Hubo más libros en mi vida durante este verano, estos leídos en el sopor de la siesta, sentado en la calle, a la fresca, o a la sombra de la torre de Almudaina, leídos en la piscina mientras mi hijo Martí nadaba o jugaba a las cartas con sus nuevos amigos, leídos en la terraza por la noche, sabiendo que sobre mi cabeza seguían las estrellas.
En esas condiciones leí 13,99 euros de Frédéric Beigbeder (Anagrama, 2002), en apenas dos tardes. El arranque me divirtió mucho, y me interesó, con las citas de Goebbels aplicadas a la publicidad comercial y todo eso. Es provocadora e inteligente, cínica y lúcida, un auténtico exabrupto calculado contra la sociedad de consumo y los mecanismos productores de necesidades ilusorias. Sin embargo, hacia la mitad, la novela empieza a desbocarse, y a tender un poco demasiado hacia el disparate, lo cual creo que le resta un poco de fuerza a la sátira. De todos modos, lo pasé muy bien.
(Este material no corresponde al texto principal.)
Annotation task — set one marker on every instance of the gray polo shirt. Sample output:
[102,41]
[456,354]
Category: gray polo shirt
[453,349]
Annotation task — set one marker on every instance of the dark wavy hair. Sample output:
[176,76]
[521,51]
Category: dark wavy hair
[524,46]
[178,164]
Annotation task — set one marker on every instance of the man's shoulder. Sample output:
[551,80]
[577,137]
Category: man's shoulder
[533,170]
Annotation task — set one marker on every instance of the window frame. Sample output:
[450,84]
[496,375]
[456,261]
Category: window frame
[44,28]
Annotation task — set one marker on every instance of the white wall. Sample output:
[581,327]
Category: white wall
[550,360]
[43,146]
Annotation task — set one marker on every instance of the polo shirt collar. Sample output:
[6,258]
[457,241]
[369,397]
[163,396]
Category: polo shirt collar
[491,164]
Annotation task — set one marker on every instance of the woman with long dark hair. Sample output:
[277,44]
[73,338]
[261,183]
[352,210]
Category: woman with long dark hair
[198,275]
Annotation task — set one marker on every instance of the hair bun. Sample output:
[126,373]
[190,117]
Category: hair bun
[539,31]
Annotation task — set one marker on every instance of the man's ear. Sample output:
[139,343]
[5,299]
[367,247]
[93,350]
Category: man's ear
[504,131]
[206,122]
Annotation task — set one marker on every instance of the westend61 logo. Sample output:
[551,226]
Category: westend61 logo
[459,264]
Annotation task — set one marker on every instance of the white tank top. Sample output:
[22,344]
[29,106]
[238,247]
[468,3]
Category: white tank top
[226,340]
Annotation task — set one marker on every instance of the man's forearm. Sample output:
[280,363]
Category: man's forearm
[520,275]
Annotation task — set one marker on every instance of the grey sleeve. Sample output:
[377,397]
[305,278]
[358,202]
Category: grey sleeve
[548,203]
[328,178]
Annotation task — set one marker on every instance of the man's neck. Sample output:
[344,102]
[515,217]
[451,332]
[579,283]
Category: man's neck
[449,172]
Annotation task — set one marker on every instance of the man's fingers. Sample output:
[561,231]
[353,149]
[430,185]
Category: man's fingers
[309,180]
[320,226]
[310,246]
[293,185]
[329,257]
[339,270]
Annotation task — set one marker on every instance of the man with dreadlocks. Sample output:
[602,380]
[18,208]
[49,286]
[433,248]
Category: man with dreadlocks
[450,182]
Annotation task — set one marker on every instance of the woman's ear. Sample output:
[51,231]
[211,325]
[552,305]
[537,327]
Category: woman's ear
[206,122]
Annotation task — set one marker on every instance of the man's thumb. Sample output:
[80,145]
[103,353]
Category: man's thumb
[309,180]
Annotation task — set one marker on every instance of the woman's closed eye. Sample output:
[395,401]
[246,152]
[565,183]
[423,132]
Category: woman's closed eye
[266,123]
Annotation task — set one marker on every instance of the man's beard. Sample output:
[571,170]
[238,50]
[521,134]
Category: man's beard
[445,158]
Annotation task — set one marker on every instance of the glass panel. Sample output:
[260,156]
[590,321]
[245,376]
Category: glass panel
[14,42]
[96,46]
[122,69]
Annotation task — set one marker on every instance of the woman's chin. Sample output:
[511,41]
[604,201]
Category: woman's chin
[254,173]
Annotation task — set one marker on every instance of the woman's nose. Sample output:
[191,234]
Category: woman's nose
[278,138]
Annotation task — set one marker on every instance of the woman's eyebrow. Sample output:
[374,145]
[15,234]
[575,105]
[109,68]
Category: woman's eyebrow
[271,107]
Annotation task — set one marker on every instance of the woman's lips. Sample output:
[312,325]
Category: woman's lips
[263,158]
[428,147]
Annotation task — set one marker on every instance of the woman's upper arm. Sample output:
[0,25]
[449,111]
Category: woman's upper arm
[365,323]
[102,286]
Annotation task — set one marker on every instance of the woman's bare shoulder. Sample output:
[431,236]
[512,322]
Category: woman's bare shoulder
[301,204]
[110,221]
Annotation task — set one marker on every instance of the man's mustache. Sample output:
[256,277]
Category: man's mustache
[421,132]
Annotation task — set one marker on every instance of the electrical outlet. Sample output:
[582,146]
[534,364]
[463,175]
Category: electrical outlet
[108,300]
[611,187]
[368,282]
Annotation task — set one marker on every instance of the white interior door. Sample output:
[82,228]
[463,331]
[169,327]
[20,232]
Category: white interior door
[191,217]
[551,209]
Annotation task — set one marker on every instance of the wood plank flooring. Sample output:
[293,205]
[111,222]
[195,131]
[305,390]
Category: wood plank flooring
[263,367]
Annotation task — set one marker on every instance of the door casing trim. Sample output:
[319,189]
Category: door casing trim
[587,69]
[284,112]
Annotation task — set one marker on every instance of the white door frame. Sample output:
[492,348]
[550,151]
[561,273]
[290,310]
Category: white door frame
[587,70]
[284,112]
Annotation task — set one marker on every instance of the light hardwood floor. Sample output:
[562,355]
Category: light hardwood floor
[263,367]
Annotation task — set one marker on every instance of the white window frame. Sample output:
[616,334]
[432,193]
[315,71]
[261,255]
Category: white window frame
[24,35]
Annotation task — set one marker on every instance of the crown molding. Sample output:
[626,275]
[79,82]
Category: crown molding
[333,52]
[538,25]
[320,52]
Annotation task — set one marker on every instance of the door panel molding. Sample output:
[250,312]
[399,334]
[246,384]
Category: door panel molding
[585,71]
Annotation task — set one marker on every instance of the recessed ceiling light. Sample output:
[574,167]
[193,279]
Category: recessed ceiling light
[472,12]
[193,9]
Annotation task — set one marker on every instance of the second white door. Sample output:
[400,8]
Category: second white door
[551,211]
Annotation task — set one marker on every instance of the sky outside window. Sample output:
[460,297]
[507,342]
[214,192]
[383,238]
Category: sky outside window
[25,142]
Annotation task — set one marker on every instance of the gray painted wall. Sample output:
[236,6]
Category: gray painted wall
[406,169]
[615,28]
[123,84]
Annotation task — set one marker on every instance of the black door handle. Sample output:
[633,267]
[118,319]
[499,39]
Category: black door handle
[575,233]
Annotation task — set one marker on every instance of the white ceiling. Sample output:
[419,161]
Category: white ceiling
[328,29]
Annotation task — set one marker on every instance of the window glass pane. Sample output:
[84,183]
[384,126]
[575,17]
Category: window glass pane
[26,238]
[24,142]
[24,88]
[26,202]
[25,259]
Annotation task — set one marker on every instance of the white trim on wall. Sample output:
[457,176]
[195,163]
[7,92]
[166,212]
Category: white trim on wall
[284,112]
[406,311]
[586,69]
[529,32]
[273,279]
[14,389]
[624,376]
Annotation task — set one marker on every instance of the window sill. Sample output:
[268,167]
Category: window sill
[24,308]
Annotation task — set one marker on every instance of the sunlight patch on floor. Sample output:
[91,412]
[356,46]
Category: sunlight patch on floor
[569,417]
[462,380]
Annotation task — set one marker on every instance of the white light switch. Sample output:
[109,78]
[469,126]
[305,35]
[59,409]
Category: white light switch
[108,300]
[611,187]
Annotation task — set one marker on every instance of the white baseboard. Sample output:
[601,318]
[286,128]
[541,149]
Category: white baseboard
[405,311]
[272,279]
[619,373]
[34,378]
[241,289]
Después, aunque seguí con literatura francesa, el cambio de tono fue brutal. El informe de Brodeck, de Philippe Claudel (Salamandra, 2008), me propuso una nueva reflexión sobre la violencia, sobre las secuelas de la violencia, tanto en un individuo como en una colectividad, y sobre el paso, a veces inquietantemente rápido, de la condición de víctima a la de victimario. Pero también –y sobre todo- la novela se plantea como una reflexión sobre el papel y la responsabilidad del narrador, acusador o constructor de relatos exculpatorios, constructor de la propia comunidad imaginaria. Una novela muy bien escrita, (bien traducida también), que no llegó a apasionarme, pero que me interesó mucho.
Con más fruición leí El comienzo de la primavera, de Patricio Pron (Mondadori, 2008). Aunque por momentos me recordó mucho En busca de Klingsor, de Jorge Volpi, esta novela no deja de ser estimable en sí misma. Bien escrita y bien narrada, nos acerca a los filósofos alemanes, como el escurridizo Hollenbach tras cuyos pasos se desencadena la pesquisa narrada en la novela, que configuraron la epistemología del nacionalsocialismo, por convicción o por afán de medro personal, o, como en el caso de Martin Heidegger en la novela, por ambas cosas, y que después hubieron de gestionar todo el complejo resto de decepción y culpa que aquella siniestra aventura política les dejó. Una novela que se deja leer con agrado, y que plantea incómodas preguntas, no sólo sobre las huellas colectivas que el nazismo dejó en la sociedad alemana, sino sobre cómo fue posible que aquella refinada y sutil sociedad, que aquellos filósofos, que siguen en la base de mucha de la filosofía contemporánea, acabaran por producir la barbarie más sistemática y absoluta. También en este sentido, y como decía Walter Benjamin, todo acto de civilización descansa sobre un acto de barbarie. O a la inversa: la barbarie es la hija de la civilización. Eso es lo que más estremece cuando se observa la perfecta maquinaria industrial que fue Auschwitz. Nada, allí, era fruto del azar.
El último libro que pude leer entero fue La lluvia antes de caer, de Jonathan Coe (Anagrama, 2009). Y la culpa fue ahora el nexo de unión. Esta historia de madres devoradoras que condicionan las vidas de sus hijas, que las destruyen psicológicamente, me interesó y me conmovió. La anciana Rosemond graba la descripción y el comentario de veinte fotografías, que el lector debe imaginar. La voz grabada, que es el cuerpo principal de la novela, no sólo detalla lo que las fotografías muestran, sino también lo que ocultan, el fuera de campo, lo que velaban las sonrisas de las poses. Y así se desentrañan los secretos de familia, un maltrato doméstico que se reproduce durante tres generaciones, una nieta que acaba pagando, aumentados en la repetición, los errores de su bisabuela. Por eso entendemos que una de estas niñas que se convertirán en madres diga que su lluvia preferida es la lluvia antes de caer. En efecto, nunca nada es tan hermoso como su promesa.
Después, me abismé en las páginas de la monumental Vida y destino, de Vasili Grossman (Debolsillo, 2009). Y ahí sigo, apabullado ante una novela grandiosa, total, como ya no se escriben. Un día de estos escribiré sobre ella.